Long waits in emergency still a big problem
In Australia, 70 per cent of patients in emergency departments are waiting more than eight hours to be moved to a hospital bed after receiving emergency care, a recent survey has found. And that’s nothing new.
The research, from the Australasian College for Emergency Medicine (ACEM), covered all 121 Australian emergency departments accredited by ACEM. More than half of the hospitals surveyed reported at least once incident in which a patient waited for a bed for more than 12 hours.
Study author associate professor Drew Richardson said the figures were consistent with surveys the group has collected over the past five years that show too many patients are waiting too long to receive proper care.
“They reflect a hospital system that is critically overburdened and is putting patients into the firing line,” Richardson said. “A statistic like that should be sending an alarm bell to healthcare authorities across the country.

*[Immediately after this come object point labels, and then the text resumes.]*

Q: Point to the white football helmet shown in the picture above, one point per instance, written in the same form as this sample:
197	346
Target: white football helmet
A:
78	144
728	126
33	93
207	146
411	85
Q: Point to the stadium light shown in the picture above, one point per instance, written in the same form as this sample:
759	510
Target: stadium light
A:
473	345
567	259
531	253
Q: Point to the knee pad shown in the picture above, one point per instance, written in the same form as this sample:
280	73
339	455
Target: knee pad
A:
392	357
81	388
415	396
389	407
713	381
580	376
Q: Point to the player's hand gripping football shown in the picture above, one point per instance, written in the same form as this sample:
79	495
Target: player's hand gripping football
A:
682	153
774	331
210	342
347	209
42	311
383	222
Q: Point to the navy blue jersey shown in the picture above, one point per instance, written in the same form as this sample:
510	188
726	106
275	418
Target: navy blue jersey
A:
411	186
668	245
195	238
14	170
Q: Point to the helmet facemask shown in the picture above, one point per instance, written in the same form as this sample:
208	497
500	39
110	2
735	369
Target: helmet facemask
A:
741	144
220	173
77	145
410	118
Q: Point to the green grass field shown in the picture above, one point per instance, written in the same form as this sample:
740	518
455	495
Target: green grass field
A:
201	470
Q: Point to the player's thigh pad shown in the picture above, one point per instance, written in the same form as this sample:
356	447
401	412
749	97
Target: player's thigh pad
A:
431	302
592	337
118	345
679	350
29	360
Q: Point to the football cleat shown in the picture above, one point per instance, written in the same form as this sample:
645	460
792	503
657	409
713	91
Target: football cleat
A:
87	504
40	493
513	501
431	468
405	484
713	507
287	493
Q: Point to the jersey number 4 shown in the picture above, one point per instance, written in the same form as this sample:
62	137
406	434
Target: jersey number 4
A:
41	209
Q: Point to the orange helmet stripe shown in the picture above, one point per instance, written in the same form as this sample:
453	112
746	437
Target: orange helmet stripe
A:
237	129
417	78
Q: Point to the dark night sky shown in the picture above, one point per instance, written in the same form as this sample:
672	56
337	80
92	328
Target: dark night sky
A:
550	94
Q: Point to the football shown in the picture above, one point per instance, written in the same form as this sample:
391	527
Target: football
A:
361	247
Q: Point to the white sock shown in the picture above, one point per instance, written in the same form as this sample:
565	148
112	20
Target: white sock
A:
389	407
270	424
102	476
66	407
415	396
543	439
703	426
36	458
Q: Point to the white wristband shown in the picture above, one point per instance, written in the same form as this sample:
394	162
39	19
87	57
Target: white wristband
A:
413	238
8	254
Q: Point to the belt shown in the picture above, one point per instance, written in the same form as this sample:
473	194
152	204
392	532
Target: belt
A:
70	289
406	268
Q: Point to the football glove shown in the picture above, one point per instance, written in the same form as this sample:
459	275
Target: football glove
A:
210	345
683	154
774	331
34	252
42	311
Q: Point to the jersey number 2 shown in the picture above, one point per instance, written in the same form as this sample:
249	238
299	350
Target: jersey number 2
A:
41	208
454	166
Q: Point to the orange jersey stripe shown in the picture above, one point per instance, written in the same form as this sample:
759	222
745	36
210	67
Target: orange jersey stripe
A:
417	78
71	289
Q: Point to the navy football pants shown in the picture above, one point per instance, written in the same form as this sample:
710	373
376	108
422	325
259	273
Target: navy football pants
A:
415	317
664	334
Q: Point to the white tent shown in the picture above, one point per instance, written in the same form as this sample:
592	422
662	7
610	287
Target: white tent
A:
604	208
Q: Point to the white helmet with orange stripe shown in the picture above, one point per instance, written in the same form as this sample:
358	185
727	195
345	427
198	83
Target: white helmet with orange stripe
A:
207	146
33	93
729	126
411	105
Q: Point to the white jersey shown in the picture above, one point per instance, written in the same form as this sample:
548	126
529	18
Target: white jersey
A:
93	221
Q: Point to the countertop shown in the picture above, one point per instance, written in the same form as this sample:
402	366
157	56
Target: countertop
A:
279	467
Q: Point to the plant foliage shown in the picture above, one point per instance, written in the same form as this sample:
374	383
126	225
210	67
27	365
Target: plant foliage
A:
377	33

It’s completely unacceptable.”
ACEM also pointed out that longer stays in the ED are associated with poorer health outcomes, especially among older patients.
Dr Simon Judkins, chair of the ACEM Hospital Overcrowding Subcommittee, said blocked access and overcrowding are significant contributors to burnout and stress for patients, physicians and nurses. He says they affect the ability of staff to pursue long careers in emergency medicine.
“There is no doubt that it affects succession planning [and] our ability to get good people into senior roles, because everybody understands that this problem of access and overcrowding has been going on for a long time and we need to find a solution.”